Augmented reality in healthcare with the combination of Philip's Azurion platform and Microsoft's HoloLens 2 will minimise open surgeries to tiny incisions
Philips has developed image-guided therapies in partnership with Microsoft to create a 3D holographic augmented reality (AR) in healthcare environments for minimally-invasive procedures in future operating rooms.
Combining Philips’ Azurion image-guided therapy platform with Microsoft HoloLens 2, the augmented reality concept will allow the transition from open surgery to minimally-invasive therapies by requiring just a small incision.
It is hoped this will improve patient outcomes as well as reduce costs.
The project was announced last month at Mobile World Congress Barcelona, one of the largest mobile events in the world.
Dr Atul Gupta, chief medical officer for image-guided therapy at Philips and practising interventional and diagnostic radiologist told Compelo: “With image-guided therapy, I can now use tools like X-ray and ultrasounds to see inside of your body.

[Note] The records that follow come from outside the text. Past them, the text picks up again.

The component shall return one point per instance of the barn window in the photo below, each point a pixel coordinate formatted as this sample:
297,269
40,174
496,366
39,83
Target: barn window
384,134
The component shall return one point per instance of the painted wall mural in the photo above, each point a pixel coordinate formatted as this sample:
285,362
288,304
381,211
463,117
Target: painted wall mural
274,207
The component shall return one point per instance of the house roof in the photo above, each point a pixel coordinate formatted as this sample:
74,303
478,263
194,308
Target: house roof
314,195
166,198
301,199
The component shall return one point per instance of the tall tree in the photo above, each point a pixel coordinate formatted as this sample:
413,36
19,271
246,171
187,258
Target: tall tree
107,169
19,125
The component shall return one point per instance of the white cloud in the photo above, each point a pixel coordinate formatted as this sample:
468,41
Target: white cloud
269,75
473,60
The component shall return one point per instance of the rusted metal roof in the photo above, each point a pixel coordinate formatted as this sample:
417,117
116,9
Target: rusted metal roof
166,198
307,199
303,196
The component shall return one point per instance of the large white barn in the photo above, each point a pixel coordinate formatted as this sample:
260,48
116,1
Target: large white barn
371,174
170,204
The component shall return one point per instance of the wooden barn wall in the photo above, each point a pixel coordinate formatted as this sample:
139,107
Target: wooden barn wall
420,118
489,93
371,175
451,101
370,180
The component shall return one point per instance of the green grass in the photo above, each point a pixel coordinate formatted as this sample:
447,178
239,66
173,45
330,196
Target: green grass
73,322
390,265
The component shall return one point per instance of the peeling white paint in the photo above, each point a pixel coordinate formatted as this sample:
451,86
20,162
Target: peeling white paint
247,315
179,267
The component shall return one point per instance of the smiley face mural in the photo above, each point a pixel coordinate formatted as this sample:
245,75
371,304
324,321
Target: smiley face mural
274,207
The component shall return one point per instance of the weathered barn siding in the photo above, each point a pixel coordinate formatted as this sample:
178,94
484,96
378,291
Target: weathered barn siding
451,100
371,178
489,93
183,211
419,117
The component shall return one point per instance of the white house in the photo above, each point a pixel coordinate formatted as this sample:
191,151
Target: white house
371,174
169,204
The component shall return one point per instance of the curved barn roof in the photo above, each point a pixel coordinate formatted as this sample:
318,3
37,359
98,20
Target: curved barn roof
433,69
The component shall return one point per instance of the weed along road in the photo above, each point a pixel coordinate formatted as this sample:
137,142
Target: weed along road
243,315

“That means I don’t need to open you up. I do it through an incision about the size of a pencil point, and we use the X-ray to guide it. I can no longer see inside your body directly, we’re doing it indirectly now.”
How will augmented reality be used in surgeries?
Augmented reality lets doctors navigate tiny instruments through the patient’s arteries or into the organs to treat diseases by looking at a three-dimensional personalised data screen in their field of view, without opening the body up.
Dr Gupta said: “The reason why we like to do these types of procedures is because it is a lot less invasive and also a cheaper procedure with less complications, and the recovery is far easier.”
With just a minuscule incision, doctors can open up arteries in the heart, replace valves in the aorta, fix aneurysms in the abdomen, and stop casualties from bleeding to death due to injuries to the liver and many more.
He added: “If you’re having a stroke, I can take that clot off your brain and reverse the stroke, if you have poor circulation to your foot, I can restore that circulation with a stent.
“If you have a tumour in your liver, I can kill that tumour. All this can be done once I do an incision the size of a pencil point, so this is a little hint of why image-guided therapy is so meaningful – and at Philips, we’re the leaders in image-guided therapy.”
During surgery procedures, a lot of doctors and nurses are present in the room carrying out different parts of the operation while looking at different displays of data on 2D screens, which results in data overload.
Augmented reality with HoloLens 2 will help healthcare professionals look at the three dimensional anatomy information and aid in navigating the devices through the body.
Dr Gupta explained: “The best analogy would be when driving a car, you want to keep your hands on the steering wheel and eyes on the road.
“You don’t want to get distracted having to take your eyes off the screen or take your hands off the steering wheel to press a button to control your car.
“That’s exactly what I want to do when I do these procedures. I want to keep my hands on my instruments, and my eyes on the patient.
“And HoloLens 2 and AR coupled with Azurion lets me do just that, because I can give my commands with voice recognition.”
The system consists of an eye tracker and can therefore match images using eye movements as well as hand gestures to press virtual buttons.
What part of the operation is the HoloLens 2 used for?
Retailing at $3,500 (£2,650) the HoloLens 2 provides a wider field of view and easier controls than the previous version.
A Microsoft spokesperson said: “Philips Healthcare is one of the top healthcare providers in the world.
“It has have integrated HoloLens into the Azurion Image Guided Therapy system to streamline its solution.
“This eliminates physical screens and enables the doctor and support staff to engage more directly with patients and patient data.
“Philips will be taking HoloLens 2 into clinical trials in the coming year.”
What’s the next step for augmented reality in healthcare?
Dr Gupta is expecting to see industries shrink down the devices to become much more light weight and play a huge role throughout healthcare beyond image guided therapy in areas like radiology reading rooms and telemedicine.
He said: “Image-guided therapy and Azurion is a natural first step. I think in the next few years were going to see AR extend to other areas in health, so keep your eyes open in the next two years because it’ll be a very exciting two years.”
Since the announcement at the Microsoft event last month, Philips has been receiving requests from around the world including Australia, Japan, the UK and North America.
As it is in such demand, a factor the company is exploring is “tele-presence,” which will enable surgeons from different parts of the world to collaborate through augmented reality.
Dr Gupta added: “The beauty of AR is it’s not going to be focused in only one country, people all around the world are using it.
“In fact, they’re thinking about using to extend care around the earth, so you can think of scenarios where somebody in the UK is collaborating with someone in China via AR to help with the procedure.
“We call it tele-presence in the interventional operating room.”